Most of those expelled were associated with government institutions and enterprises and were pursuing a degree to enhance their work performance. But that is not the whole truth. A master's or doctoral degree, especially the latter, could open the doors to promotions and plump postings for public servants. Plus, the handsome amounts many of the public servants and businesspeople pay to get their degrees are an important source of income for institutions of higher learning.
Universities are slowly becoming a combination of commercialism and utilitarianism. In a sense, commercialization of universities has made degrees more about money than education. It has ruined the traditional concept and value of education, and degenerated student-teacher relationship.
Unlike in other fields, commercialization of education runs contrary to the basic national policy, for education is first about knowledge and social responsibility, and then about earning money. But the increasing number of government officials and other "fat cats" getting admitted to institutions of higher learning shows that for some people, money is playing a major role in getting a degree. In fact, many colleges and universities offer all kinds of training programs just to make money.
Perhaps, the worst sufferers of commercialization of education are poor students who are denied seats in universities, because the public servants and businesspeople have the money power to grab them.

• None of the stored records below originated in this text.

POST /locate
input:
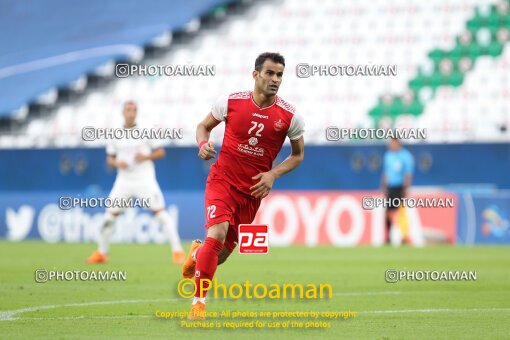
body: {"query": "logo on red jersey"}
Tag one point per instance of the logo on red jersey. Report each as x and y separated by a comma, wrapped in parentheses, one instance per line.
(279, 125)
(253, 239)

The "fat cats" have intensified another practice: plagiarism. Since many public servants and businesspeople are interested only in degrees, not knowledge, they resort to plagiarism to finish their dissertations or theses.
The genuine search for knowledge by anyone, be it a public servant or a businessperson, is a matter of appreciation. But the institutions of higher learning should treat poor students the same way that they treat public servants and businesspeople.
That should be the motto of universities across the country. For guidance, they should look up to the Huazhong University of Science and Technology.